38. Keens Steakhouse, 72 West 36th St. (Garment District)
Keens, established in 1885, is as old school as steakhouses get. Everything about the place, from its vintage decor to its elaborate collection of smoking pipes, will make you feel as though traveled at least 50 years backward in time.
39. Tom’s Restaurant, 782 Washington Ave. (Crown Heights)
Tom’s Restaurant has been a mainstay of Crown Heights for over 70 years, and has managed a delicate balancing act of maintaining its old-timey soda fountain/luncheonette aesthetic while updating its menu with creative takes on brunch staples.
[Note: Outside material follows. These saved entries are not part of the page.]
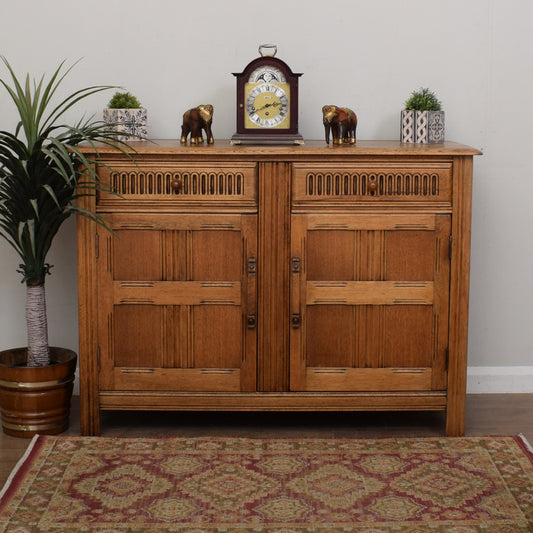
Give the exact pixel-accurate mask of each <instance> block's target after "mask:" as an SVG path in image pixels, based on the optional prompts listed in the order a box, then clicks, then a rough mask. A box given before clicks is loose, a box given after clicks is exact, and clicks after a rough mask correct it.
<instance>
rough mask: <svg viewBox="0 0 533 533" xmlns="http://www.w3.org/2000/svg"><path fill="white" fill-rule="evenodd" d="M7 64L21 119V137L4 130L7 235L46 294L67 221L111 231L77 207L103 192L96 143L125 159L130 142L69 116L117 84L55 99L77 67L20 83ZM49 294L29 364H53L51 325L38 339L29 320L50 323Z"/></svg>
mask: <svg viewBox="0 0 533 533" xmlns="http://www.w3.org/2000/svg"><path fill="white" fill-rule="evenodd" d="M2 60H3V62H4V64H5V66H6V67H7V69H8V71H9V76H8V78H7V79H3V78H0V88H2V87H3V88H4V89H5V90H6V91H7V93H8V95H9V97H10V98H11V100H12V102H13V103H14V105H15V107H16V109H17V111H18V119H19V122H18V125H17V127H16V128H15V131H14V132H13V133H12V132H8V131H0V236H1V237H3V238H4V239H5V240H6V241H7V242H8V243H9V244H10V245H11V246H12V247H13V248H14V249H15V250H16V252H17V253H18V255H19V257H20V260H21V264H20V267H19V272H20V273H21V274H22V278H23V282H25V283H26V285H27V287H28V288H30V287H36V286H43V289H44V281H45V277H46V275H47V274H49V273H50V268H51V266H50V265H49V264H48V263H47V262H46V256H47V254H48V251H49V249H50V246H51V245H52V241H53V240H54V237H55V236H56V234H57V232H58V230H59V228H60V226H61V225H62V224H63V222H64V221H65V220H66V219H67V218H69V217H70V216H71V215H73V214H78V215H83V216H85V217H88V218H90V219H91V220H94V221H95V222H97V223H100V224H103V225H104V226H105V220H104V219H103V218H102V217H101V216H100V215H99V214H97V213H93V212H90V211H87V210H84V209H82V208H81V207H79V206H77V205H76V199H77V198H79V197H80V196H84V195H90V194H94V193H95V192H96V191H97V190H99V189H101V188H102V185H101V184H100V182H99V181H98V175H97V173H96V170H95V169H96V166H97V165H96V159H97V158H98V147H97V145H96V144H95V143H96V142H99V143H103V144H104V145H112V146H114V147H116V148H117V149H118V150H120V151H121V152H122V153H125V154H126V153H127V152H126V149H127V148H128V145H127V144H125V143H124V142H122V141H120V140H119V136H120V132H114V131H110V129H109V127H108V125H107V124H106V123H105V122H103V121H96V120H93V118H92V117H89V118H87V117H82V118H81V119H80V120H79V121H78V122H76V123H74V124H73V125H68V124H66V123H65V114H66V113H67V112H70V111H71V110H72V108H73V106H75V105H76V104H78V103H79V102H80V101H82V100H84V99H85V98H87V97H88V96H91V95H93V94H96V93H100V92H102V91H107V90H109V89H116V87H115V86H108V85H106V86H102V85H95V86H91V87H86V88H82V89H78V90H76V91H75V92H73V93H71V94H70V95H69V96H66V97H63V99H60V100H59V101H58V102H54V97H55V96H56V93H58V92H60V91H58V87H59V86H60V85H61V82H62V81H63V80H64V79H65V77H66V76H67V74H69V73H70V71H71V70H72V68H73V67H74V65H73V66H71V67H70V68H68V69H66V70H64V69H63V66H64V62H63V63H61V64H60V65H59V67H58V68H57V69H56V71H55V72H54V73H53V74H52V75H51V76H50V78H49V79H48V81H47V80H46V79H45V76H44V75H43V76H42V77H41V78H40V80H35V79H31V78H30V75H29V74H27V75H26V77H25V79H23V80H19V78H17V76H16V74H15V72H14V71H13V69H12V68H11V66H10V64H9V63H8V61H7V60H6V59H5V58H4V57H2ZM80 143H85V144H88V145H89V146H91V147H92V149H93V150H94V153H95V155H94V156H92V157H89V156H88V155H86V154H85V153H84V152H83V151H82V150H80V148H79V145H80ZM42 294H43V296H42V300H43V301H42V302H39V304H38V306H37V307H35V308H32V309H30V308H29V307H28V301H29V300H28V301H27V315H26V316H27V327H28V365H29V366H41V365H46V364H49V362H50V361H49V351H48V340H47V332H46V327H45V328H42V329H41V330H39V332H38V333H37V334H35V326H34V325H33V324H34V322H33V321H31V323H30V319H29V318H28V317H29V316H30V314H31V315H32V316H37V315H39V314H40V315H41V316H40V318H39V321H40V322H41V323H44V324H46V308H45V306H44V290H43V291H42ZM31 305H32V306H33V305H34V304H33V302H32V303H31ZM39 336H40V337H41V338H40V340H39V341H38V342H35V340H34V339H35V338H36V337H39Z"/></svg>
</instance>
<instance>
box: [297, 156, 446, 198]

But some things never change — it’s still one of your best bets if you’re looking for a truly authentic egg cream or cherry-lime rickey.
40. Cup & Saucer Luncheonette, 89 Canal St. (Chinatown)
Cup and Saucer isn’t breaking the mold as a greasy spoon diner, but it’s notable for seeming stuck in time somewhere around the mid to late ‘70s. The menu is pretty basic for a diner, but the service is remarkably quick.
41. Lucy’s, 135 Ave. A (East Village)
Lucy’s is an incredibly charming Alphabet City dive with games, cheap beer, and a jukebox stocked with classic new wave. The bar, which tends to draw a lot of NYU students, has been open since 1981 and is still run by its founder, Polish immigrant Lucy Valosky.
42. Eisenberg’s Sandwich Shop, 174 Fifth Ave. (Flatiron)
Eisenberg’s is a no-frills luncheonette dating back to 1929 that specializes in diner classics and a more affordable variation on the sort of classic Jewish delicatessen food you’d find at Katz’s or the Second Avenue Deli.
43. Economy Candy, 108 Rivington St. (East Village)
Economy Candy is just what the name implies: a densely packed shop offering inexpensive candy at bulk prices. The shop, which has been around since the Great Depression, is the best place to find old school items like wax lips and peanut chews as well as more exotic contemporary candies.
44. Clover Delicatessen, 621 2nd Ave. (Murray Hill)
Clover Delicatessan sells sandwiches, but it’s really a draw for its black and white cookies, pastries, and cakes. Above all else, it’s famous for its gorgeous neon signage dating back to the 1950s.